Hallo zusammen,
Im Vorfeld meiner Operation habe ich mich hier im Forum umfassend informieren können, habe mich jetzt aber ganz neu angemeldet, weil ich meine Zugangsdaten nach all den Jahren vergessen habe.
Die LASIK war im Januar 2005, danach hatte ich 100% Sehschärfe, auf dem linken nur 90 %, aber das habe ich garnicht bemerkt.
Bei meiner ersten Lesebrille (2009) wurde dann die Sehschärfe links als ca. +1 gemessen und dieser Wert wurde auf den Nahwert addiert. Soweit, so gut.

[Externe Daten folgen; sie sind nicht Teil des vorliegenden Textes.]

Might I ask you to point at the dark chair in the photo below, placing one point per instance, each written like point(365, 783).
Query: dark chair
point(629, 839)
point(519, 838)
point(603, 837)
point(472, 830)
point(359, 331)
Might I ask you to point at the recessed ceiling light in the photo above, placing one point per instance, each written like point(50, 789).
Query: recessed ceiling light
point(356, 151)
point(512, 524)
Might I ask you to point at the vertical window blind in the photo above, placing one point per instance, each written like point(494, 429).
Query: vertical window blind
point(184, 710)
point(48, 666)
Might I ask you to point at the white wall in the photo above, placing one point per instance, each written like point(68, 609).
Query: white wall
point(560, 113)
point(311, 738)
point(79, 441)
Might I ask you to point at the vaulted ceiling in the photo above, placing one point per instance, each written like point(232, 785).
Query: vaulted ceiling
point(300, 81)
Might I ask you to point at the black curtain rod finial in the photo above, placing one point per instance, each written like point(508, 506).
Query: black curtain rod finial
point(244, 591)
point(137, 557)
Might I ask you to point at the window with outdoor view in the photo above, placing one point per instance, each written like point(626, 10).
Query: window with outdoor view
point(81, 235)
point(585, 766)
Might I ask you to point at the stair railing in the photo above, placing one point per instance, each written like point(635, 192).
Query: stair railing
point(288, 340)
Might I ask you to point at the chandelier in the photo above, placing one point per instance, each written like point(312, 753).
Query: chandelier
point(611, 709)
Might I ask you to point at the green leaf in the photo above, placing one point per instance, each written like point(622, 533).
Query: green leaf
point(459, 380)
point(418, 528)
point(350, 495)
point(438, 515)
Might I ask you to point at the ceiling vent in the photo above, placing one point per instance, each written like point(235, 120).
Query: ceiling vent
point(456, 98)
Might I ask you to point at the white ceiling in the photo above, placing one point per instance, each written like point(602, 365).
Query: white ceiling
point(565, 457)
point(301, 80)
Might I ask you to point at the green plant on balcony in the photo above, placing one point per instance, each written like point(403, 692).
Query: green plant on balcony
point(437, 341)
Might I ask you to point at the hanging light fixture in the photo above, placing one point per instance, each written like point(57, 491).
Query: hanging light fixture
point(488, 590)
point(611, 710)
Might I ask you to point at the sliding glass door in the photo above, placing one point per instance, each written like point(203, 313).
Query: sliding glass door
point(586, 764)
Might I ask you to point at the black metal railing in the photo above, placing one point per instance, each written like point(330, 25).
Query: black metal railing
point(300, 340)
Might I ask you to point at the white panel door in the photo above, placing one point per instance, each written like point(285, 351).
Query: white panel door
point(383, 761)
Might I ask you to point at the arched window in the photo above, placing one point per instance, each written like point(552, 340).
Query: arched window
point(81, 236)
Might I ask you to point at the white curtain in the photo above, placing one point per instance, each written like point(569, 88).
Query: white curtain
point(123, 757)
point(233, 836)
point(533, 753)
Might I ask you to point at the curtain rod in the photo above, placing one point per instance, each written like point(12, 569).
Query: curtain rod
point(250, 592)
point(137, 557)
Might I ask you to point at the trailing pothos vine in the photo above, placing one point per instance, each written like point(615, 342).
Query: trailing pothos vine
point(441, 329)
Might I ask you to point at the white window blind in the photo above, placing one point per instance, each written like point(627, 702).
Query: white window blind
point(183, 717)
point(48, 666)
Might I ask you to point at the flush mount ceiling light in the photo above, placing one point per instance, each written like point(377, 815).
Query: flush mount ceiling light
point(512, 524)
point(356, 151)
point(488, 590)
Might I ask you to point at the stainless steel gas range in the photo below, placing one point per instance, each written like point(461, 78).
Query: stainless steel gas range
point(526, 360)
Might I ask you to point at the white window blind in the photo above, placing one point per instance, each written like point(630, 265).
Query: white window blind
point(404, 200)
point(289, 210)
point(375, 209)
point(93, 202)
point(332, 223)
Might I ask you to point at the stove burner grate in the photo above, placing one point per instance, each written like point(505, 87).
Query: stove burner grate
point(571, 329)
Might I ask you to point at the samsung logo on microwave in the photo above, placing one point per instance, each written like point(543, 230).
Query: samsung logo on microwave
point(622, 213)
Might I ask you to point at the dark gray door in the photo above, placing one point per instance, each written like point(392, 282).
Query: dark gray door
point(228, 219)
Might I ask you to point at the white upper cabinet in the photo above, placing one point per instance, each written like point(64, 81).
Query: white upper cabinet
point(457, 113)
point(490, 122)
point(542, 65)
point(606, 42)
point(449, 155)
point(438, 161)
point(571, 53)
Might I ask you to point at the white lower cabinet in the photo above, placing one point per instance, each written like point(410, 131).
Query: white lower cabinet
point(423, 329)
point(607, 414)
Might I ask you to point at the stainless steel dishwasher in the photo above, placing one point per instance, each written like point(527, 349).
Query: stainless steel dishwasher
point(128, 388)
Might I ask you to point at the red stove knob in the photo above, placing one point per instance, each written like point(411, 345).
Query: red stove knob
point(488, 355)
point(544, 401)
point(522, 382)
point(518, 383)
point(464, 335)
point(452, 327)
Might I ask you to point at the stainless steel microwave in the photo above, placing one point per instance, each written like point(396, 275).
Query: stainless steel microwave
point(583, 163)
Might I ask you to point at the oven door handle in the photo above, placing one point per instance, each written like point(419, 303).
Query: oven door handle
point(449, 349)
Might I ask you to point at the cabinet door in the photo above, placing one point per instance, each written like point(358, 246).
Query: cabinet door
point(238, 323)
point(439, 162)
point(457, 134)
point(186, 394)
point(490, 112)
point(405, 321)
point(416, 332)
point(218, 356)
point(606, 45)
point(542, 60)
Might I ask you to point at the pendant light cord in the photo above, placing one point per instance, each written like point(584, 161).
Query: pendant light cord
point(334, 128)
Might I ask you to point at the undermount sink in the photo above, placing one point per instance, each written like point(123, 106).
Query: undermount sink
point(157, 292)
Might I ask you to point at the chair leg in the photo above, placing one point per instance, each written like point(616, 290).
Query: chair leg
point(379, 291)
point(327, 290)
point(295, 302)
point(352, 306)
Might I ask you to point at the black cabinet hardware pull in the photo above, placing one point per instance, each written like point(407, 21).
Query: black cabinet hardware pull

Seit einem JAhr macht mir eine Winkelfehlsichtigkeit (WF, schielen, das man kompensieren kann, aber die Muskeltätigkeit, die dafür notwendig ist, kann sehr astrengend werden) zu schaffen, aber das ist ein anderes Thema. Nur, wegen des sehr anstrengenden Sehens am REchner bin ich erneut zum Optiker. der stelle nun auch eine Fehlsichtigkeit auf dem rechten Auge fest und ich erhielt eine Gleitsichtbrille mit Prismengläsern (für die winkelfehlsichtigkeit). Damit komme ich aber nicht klar, das Sehen ist sehr anstrengend.
Nachts ist die Sicht ganz schlecht, ohne Brille sehe ich gebrauchbar, mit fast unmöglich. Da ich aber zur Korrektur der WF das Prismenglas (lenkt die Strahlen um) habe, kann ich die Brille aber nicht einfach absetzen, da ich dann 2 Bilder sehe.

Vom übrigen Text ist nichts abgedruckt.